US$1,5 billion needed to capitalise power plants

11 Mar, 2018 - 00:03 0 Views

The Sunday Mail

Livingstone Marufu Business Reporter
Zimbabwe needs over US$1, 5 billion to recapitalise existing power plants and construct new ones at Hwange Thermal Station and Makomo so as to ensure a steady supply of electricity, an energy expert has said. This comes as the Zimbabwe Power Company (ZPC) — an electricity generation unit of Zesa Holdings — is facing serious power challenges, especially in Hwange where only 110MW are being generated against a capacity of 920MW. ZPC’s electricity generation plants are old, resulting in power generation and distribution disruptions and there is need to start constructing new power stations at Makomo resources, where there is abundant coal.

The project, together with other factors such as water logging and generator outages, has seen power output significantly declining at Hwange. The country’s power generation plants such as Harare, Munyati and Bulawayo thermal power stations were constructed between 1942 and 1957 and have since passed their lifespan. Experts suggest that if Makomo and Hwange are recapitalised to produce electricity, cost of coal and other raw materials that have hampered Harare, Munyati and Bulawayo will be solved.

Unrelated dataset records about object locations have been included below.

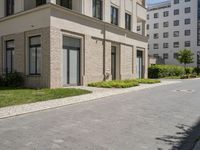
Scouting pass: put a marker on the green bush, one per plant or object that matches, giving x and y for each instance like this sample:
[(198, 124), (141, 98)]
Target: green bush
[(196, 71), (162, 71), (147, 81), (12, 80), (123, 83), (189, 70)]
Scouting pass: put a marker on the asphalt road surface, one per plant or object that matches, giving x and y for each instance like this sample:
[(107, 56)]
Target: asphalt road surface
[(161, 118)]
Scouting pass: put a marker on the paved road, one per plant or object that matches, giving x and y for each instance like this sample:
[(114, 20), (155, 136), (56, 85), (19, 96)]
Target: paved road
[(160, 118)]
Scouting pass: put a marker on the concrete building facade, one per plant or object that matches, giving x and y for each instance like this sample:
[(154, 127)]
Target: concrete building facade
[(172, 26), (57, 43)]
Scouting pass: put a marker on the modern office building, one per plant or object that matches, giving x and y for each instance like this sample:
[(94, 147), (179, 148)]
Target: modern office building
[(57, 43), (171, 26)]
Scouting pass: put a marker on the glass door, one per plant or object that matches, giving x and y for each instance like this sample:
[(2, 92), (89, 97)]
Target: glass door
[(113, 62), (71, 61)]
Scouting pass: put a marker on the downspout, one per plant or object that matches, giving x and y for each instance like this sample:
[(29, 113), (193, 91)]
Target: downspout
[(104, 52)]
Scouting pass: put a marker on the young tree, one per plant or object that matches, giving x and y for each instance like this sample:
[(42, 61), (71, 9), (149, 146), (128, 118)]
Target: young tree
[(185, 57)]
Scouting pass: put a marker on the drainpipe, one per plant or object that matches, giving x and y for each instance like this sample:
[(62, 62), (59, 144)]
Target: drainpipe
[(104, 51)]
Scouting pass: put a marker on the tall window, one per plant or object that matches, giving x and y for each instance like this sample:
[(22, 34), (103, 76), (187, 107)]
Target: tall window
[(40, 2), (65, 3), (9, 56), (127, 21), (114, 15), (156, 15), (176, 1), (165, 13), (35, 55), (97, 9), (9, 7), (176, 23)]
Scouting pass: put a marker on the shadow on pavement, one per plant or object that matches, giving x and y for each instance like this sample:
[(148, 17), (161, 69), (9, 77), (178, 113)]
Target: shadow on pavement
[(185, 139)]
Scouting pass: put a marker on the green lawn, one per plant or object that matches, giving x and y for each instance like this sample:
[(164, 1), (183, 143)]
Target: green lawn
[(14, 96), (123, 83)]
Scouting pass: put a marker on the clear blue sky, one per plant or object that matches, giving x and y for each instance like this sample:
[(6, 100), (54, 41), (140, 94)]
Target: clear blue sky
[(154, 1)]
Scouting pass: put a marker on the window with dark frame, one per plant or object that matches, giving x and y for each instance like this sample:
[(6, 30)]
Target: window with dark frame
[(127, 21), (187, 43), (156, 25), (187, 21), (156, 15), (176, 1), (165, 24), (65, 3), (176, 33), (176, 44), (176, 22), (155, 46), (114, 15), (176, 55), (9, 7), (165, 35), (165, 45), (176, 12), (165, 56), (187, 10), (98, 9), (35, 55), (9, 56), (165, 13), (187, 32)]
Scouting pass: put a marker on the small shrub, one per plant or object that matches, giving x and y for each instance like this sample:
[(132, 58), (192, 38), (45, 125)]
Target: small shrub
[(189, 70), (162, 71), (196, 71)]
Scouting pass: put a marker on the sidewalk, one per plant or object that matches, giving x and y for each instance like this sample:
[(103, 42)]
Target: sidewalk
[(97, 94)]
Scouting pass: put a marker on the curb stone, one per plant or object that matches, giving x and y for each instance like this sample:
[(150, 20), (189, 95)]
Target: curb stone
[(97, 94)]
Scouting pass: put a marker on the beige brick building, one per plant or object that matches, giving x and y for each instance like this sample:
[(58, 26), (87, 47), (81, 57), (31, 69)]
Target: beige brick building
[(58, 43)]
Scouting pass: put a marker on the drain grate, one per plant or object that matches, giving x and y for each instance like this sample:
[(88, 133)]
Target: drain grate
[(184, 91)]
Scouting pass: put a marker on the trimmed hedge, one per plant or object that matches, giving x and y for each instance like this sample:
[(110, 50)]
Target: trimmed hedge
[(162, 71), (115, 84), (123, 83)]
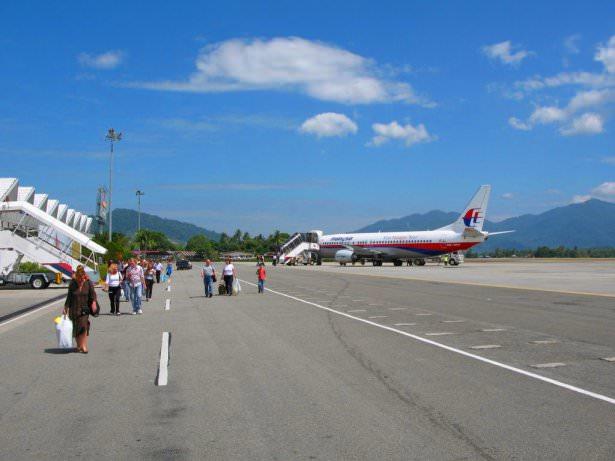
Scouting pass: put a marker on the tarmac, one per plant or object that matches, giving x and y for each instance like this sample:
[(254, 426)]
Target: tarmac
[(327, 364)]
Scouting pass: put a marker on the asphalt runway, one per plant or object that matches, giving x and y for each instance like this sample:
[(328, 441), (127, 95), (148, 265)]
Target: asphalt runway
[(330, 366)]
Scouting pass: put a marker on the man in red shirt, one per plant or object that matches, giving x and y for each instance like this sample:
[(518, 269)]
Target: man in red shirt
[(262, 276)]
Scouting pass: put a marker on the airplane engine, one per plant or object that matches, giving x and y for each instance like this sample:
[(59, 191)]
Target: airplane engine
[(345, 256)]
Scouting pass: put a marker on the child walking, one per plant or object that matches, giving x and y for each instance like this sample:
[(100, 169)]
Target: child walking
[(262, 276)]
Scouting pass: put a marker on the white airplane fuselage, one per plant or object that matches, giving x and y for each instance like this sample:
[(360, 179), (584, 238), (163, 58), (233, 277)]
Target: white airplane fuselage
[(398, 245), (460, 235)]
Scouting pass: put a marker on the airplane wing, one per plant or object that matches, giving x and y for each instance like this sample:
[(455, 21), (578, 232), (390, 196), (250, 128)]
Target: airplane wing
[(361, 250)]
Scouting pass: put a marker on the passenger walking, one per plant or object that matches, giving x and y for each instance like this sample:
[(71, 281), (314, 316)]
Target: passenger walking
[(122, 267), (229, 274), (136, 281), (158, 268), (113, 282), (208, 274), (261, 273), (150, 274), (80, 303), (169, 270)]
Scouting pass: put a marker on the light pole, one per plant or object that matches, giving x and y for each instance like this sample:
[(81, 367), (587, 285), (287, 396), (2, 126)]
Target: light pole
[(112, 137), (139, 194)]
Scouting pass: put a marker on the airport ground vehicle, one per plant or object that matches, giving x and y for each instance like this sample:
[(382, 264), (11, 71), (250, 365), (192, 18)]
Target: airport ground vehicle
[(36, 280), (183, 264)]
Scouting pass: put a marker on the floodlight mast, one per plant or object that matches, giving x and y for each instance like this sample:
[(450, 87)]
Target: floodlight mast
[(139, 194), (112, 137)]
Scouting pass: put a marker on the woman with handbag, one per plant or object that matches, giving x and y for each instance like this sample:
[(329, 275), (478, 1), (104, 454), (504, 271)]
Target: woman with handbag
[(113, 285), (80, 303)]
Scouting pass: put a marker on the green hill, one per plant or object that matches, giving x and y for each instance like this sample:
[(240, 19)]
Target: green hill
[(584, 225), (125, 221)]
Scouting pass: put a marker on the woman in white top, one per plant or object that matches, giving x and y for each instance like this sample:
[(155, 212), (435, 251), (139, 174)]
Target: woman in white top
[(114, 287), (229, 274)]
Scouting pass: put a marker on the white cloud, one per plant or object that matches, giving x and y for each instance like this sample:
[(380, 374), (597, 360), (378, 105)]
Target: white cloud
[(319, 70), (588, 123), (590, 98), (571, 43), (581, 198), (547, 115), (606, 55), (588, 79), (329, 124), (503, 52), (408, 133), (107, 60), (606, 190)]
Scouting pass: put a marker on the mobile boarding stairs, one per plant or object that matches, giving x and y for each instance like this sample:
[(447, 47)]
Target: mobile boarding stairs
[(43, 231)]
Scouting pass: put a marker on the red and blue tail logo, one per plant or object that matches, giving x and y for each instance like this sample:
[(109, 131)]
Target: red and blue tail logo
[(471, 217)]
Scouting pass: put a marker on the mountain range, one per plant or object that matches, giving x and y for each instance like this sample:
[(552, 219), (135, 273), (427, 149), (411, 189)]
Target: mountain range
[(585, 225), (125, 221)]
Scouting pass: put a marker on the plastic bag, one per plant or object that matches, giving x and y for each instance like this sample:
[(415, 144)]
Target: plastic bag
[(64, 332), (236, 286)]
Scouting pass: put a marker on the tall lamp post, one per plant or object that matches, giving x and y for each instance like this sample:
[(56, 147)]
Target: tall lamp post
[(139, 194), (112, 137)]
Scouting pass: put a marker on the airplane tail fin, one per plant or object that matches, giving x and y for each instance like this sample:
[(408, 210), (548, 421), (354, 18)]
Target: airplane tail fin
[(473, 215)]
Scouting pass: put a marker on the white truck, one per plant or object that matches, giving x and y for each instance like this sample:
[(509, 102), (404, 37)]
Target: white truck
[(36, 280)]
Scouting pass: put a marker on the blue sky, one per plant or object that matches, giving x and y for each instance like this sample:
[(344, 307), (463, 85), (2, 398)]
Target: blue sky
[(326, 115)]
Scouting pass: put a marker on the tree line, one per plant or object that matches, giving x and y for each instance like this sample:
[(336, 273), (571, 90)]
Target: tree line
[(146, 239)]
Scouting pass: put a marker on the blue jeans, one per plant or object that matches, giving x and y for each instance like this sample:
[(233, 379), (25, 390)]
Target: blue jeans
[(136, 293), (209, 285), (126, 287)]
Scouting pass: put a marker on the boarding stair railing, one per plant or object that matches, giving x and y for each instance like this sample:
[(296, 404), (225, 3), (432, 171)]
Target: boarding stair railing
[(299, 248)]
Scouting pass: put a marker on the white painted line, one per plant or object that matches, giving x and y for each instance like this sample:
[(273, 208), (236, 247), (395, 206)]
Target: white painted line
[(549, 365), (163, 367), (467, 354), (32, 312)]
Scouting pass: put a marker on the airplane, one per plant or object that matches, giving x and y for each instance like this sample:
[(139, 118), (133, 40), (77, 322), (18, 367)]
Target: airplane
[(412, 246)]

Director for a local energy think tank, Zimbabwe Energy Council (ZEC), Mr Panganayi Sithole told The Sunday Mail Business that recapitalisation of current power stations will boost power generation levels.

“We have faced power generation problems for a long time but we need to explore new ways to ensure we have enough electricity. We need over US$1,5 billion to recapitalise Hwange power stations and start constructing new power stations at Makomo resources to improve power generation levels from thermal electricity.

“It is not totally correct to say the country should abandon thermal power stations, but there is need to intensively capitalise these coal companies as they are still one of the cheapest sources of power. “To capitalise Hwange is very simple, of the US$10 million that goes to Eskom and Cahorra Bassa, US$5 million should go towards the recapitalisation on a monthly basis. That money will go towards buying and replacing obsolete machinery that are in many power stations.

“With the resuscitation of Hwange and the exploitation of Makomo, other small stations like Harare, Munyati and Bulawayo can be revived due to the abundance of coal that has been in short supply in these areas,” said Mr Sithole.  Hwange, the 14th largest thermal station in Southern Africa with an installed capacity of 920MW, was built in phases and commissioned between 1983 and 1987. Energy experts say although the thermal power plants were renovated along the way, they are now clamouring for modernisation to ensure a reduction in power generation and distribution costs.

He said instead of exploring new ways like solar and methane gas in Lupane, it is not yet known whether these can be used for commercial purposes or not.

ZEC said the country can also move to exploit the existing dams to improve electricity generation. A big problem at Hwange is that it is difficult to form the free-flowing powder required by the station when coal, which is used as fuel, is wet. Zesa spokesman Mr Fullard Gwasira said the problems at Hwange are temporary and they will be coming back into service.

Mr Sithole said: “Though there is a big improvement in hydro electricity generation at Kariba, there is need to exploit other in-land dams like Tokwe Mukosi to start adding its 15MW to the national grid and another dam in Manicaland that can pump up to 30MW.